Permitting reform is back from the dead. Will lawmakers sacrifice America’s public lands to the fossil fuel industry?

Dustin Mulvaney

Like a zombie returned from the dead, permitting reform is back on the Congressional agenda. The Energy Permitting Reform Act of 2024, a bill recast out of the Senate Energy and Natural Resources Committee and championed by Senators Joe Manchin (I-WV) and John Barrasso (R-ID), could be headed to the Senate floor for a vote soon. It contains provisions for everything from undoing the pause on building new liquified natural gas facilities, to letting mining companies dump waste on public lands, to promises to expedite the siting process for electricity transmission lines and fossil fuel infrastructure. In typical bipartisan fashion for energy legislation, western public lands are for sale to energy and mining industries.

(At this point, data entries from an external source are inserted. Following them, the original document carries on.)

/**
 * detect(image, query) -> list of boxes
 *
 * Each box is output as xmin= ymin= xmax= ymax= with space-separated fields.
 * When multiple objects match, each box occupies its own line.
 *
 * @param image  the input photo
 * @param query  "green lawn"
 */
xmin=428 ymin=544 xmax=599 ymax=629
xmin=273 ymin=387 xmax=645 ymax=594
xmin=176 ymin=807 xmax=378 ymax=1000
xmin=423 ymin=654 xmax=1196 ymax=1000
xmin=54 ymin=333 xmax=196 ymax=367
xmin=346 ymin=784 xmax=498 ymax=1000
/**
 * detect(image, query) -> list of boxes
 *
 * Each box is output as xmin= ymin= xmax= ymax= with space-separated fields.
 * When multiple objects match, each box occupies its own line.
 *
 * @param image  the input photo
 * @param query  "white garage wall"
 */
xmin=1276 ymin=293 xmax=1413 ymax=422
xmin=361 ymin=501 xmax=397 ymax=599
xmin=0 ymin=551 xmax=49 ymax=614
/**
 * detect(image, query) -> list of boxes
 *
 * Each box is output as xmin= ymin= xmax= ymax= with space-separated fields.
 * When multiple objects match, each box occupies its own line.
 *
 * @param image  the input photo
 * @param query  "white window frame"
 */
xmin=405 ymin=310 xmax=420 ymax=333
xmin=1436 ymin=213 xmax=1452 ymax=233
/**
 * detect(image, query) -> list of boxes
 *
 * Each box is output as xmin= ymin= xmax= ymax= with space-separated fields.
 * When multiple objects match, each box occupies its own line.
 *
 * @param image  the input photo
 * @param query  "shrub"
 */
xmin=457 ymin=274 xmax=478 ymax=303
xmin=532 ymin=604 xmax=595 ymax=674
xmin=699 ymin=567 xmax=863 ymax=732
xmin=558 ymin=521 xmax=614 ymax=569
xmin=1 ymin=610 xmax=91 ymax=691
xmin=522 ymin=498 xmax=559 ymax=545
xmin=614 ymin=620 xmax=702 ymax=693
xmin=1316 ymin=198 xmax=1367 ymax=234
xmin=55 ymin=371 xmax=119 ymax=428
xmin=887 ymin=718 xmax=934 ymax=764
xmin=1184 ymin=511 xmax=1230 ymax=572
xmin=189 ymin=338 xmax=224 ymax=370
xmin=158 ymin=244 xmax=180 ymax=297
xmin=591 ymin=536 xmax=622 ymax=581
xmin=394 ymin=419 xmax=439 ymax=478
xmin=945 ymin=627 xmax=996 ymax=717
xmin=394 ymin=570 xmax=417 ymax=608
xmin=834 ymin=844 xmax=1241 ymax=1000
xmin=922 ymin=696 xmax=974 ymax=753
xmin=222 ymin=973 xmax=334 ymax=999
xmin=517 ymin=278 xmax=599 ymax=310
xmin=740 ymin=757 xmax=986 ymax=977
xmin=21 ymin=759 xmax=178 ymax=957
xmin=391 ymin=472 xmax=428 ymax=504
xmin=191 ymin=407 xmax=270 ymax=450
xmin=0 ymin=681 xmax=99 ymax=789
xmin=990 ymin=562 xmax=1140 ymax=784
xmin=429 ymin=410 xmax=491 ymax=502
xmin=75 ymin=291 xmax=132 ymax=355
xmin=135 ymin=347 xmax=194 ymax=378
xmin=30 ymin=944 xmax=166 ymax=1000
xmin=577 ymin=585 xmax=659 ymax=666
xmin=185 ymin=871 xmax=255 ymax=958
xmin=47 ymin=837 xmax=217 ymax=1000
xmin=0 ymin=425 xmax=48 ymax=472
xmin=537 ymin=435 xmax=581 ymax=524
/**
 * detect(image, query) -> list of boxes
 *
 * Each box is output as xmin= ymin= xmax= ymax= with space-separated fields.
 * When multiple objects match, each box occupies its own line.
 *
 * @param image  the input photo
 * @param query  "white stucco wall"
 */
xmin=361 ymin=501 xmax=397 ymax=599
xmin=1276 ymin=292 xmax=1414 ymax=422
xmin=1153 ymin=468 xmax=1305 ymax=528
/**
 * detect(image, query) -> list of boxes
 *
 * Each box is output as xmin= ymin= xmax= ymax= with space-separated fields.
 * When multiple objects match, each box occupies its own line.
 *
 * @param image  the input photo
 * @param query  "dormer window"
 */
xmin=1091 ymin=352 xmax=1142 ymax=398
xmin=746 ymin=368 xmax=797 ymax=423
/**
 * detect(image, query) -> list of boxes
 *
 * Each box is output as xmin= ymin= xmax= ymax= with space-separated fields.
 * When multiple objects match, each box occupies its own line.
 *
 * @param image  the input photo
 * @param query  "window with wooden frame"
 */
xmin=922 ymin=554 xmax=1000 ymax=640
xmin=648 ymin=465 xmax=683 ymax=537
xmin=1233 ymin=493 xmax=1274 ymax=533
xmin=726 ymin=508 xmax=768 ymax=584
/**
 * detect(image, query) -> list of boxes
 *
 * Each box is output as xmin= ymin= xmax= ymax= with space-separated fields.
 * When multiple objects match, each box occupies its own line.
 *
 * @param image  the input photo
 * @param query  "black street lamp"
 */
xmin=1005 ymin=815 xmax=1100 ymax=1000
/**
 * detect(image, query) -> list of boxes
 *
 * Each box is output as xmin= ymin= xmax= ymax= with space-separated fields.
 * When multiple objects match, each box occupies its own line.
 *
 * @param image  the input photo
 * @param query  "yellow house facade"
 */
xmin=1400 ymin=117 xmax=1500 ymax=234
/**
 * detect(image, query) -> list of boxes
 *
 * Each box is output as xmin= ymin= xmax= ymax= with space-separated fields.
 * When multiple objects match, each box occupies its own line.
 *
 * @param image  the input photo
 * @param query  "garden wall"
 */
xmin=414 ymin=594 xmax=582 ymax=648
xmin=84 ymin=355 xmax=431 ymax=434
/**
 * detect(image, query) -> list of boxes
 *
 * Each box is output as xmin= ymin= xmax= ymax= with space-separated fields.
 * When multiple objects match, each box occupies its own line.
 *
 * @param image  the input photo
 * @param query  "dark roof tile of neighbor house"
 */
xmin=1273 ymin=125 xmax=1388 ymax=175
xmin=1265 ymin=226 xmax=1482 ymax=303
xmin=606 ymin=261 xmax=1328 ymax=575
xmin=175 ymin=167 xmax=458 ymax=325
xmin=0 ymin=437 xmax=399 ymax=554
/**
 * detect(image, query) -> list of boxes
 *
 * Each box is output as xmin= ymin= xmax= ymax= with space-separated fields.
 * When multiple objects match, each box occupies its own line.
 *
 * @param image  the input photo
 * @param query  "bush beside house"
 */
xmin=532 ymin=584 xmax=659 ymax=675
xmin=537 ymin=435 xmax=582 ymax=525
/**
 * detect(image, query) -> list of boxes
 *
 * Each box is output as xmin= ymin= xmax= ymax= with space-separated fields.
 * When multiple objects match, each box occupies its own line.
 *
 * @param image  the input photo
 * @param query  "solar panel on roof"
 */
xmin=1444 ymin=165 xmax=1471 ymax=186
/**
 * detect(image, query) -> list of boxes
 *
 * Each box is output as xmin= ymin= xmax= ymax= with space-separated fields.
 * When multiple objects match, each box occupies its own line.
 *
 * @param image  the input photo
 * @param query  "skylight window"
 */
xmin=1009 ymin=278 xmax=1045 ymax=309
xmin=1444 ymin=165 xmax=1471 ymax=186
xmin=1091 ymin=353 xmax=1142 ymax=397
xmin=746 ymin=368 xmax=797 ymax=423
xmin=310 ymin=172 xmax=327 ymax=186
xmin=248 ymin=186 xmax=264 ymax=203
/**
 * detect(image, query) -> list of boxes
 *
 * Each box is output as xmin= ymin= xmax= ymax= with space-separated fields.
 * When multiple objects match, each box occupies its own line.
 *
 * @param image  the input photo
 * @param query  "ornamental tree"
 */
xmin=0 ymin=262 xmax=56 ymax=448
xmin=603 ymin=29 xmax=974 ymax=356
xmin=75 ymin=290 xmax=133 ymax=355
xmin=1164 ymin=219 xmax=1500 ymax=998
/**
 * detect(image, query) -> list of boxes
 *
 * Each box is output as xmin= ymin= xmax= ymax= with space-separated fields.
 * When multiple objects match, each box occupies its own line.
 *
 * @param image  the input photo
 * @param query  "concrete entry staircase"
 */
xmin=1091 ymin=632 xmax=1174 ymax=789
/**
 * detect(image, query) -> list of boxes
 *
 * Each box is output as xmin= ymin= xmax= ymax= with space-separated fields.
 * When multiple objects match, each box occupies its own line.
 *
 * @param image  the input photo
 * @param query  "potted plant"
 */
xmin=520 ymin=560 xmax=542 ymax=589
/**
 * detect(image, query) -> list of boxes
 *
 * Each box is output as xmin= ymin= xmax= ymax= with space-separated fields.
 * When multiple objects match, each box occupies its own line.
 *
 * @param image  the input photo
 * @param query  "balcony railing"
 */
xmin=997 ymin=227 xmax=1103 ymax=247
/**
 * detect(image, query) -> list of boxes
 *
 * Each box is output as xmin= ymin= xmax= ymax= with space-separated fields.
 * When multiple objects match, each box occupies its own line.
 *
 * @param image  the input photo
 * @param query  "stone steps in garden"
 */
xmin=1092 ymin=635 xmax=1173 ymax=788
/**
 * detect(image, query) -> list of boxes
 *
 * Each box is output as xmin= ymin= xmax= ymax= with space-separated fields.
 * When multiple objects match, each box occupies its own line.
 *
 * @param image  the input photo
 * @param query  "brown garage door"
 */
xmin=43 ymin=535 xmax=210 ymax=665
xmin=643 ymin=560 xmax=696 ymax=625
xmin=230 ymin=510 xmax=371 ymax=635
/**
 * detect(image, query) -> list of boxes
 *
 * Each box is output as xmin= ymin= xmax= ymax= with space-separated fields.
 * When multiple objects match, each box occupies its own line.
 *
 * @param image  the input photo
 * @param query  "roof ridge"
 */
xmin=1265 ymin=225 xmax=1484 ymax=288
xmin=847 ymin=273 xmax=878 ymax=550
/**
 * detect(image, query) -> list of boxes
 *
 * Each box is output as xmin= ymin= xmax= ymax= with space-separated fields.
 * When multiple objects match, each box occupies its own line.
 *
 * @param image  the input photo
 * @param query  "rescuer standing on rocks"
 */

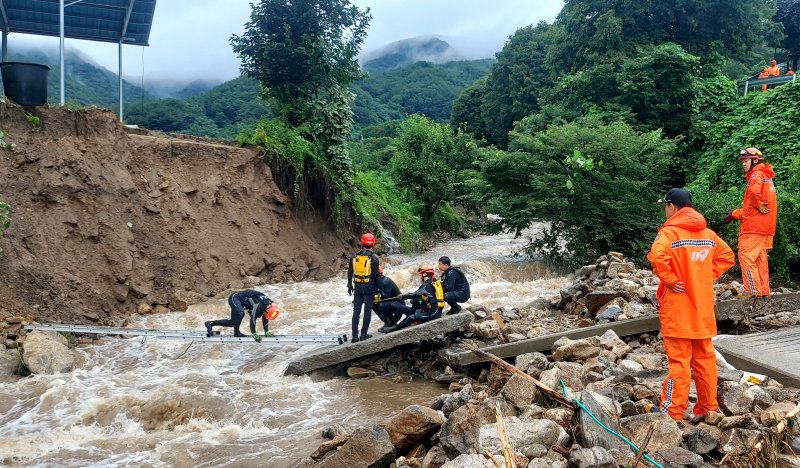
xmin=347 ymin=233 xmax=380 ymax=342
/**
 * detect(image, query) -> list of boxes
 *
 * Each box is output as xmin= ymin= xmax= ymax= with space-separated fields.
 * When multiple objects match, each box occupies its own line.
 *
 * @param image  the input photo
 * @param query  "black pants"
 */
xmin=352 ymin=290 xmax=375 ymax=338
xmin=392 ymin=306 xmax=441 ymax=330
xmin=208 ymin=295 xmax=248 ymax=336
xmin=374 ymin=300 xmax=403 ymax=326
xmin=445 ymin=291 xmax=469 ymax=312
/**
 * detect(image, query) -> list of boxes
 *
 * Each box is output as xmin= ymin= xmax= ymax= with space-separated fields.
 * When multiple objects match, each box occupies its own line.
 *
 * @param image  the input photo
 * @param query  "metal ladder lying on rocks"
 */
xmin=23 ymin=323 xmax=345 ymax=345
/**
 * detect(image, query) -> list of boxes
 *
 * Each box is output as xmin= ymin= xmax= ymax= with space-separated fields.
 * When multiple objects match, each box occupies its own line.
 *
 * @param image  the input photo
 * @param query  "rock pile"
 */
xmin=302 ymin=327 xmax=800 ymax=467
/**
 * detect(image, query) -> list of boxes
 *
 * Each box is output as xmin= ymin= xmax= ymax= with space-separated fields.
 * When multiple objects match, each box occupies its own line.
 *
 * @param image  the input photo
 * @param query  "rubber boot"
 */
xmin=351 ymin=336 xmax=360 ymax=343
xmin=205 ymin=321 xmax=214 ymax=337
xmin=360 ymin=333 xmax=373 ymax=341
xmin=446 ymin=305 xmax=461 ymax=316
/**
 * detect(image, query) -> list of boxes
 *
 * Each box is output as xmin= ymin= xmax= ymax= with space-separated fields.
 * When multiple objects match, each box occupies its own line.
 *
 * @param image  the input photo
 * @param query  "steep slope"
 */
xmin=0 ymin=104 xmax=352 ymax=325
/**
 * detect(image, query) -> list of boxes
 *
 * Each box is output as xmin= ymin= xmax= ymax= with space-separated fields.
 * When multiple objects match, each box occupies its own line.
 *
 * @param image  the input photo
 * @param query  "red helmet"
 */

Oil and gas producers will get access to more onshore and offshore energy, force the approval of new liquified natural gas facilities along the Gulf of Mexico to export, and reverse an important court decision and allow mining companies to treat public lands like a hazardous waste dump.

More than 360 environmental organizations sent a letter to the committee chair asking the vote be denied passage, calling it “the latest Dirty Permitting Deal.” The letter cites the impacts from new fossil fuel infrastructure that will be enabled by the legislation, which one estimate found would lock-in carbon burning infrastructures that would emit greenhouse gas emissions equivalent to 165 coal-fired power plants over their lives.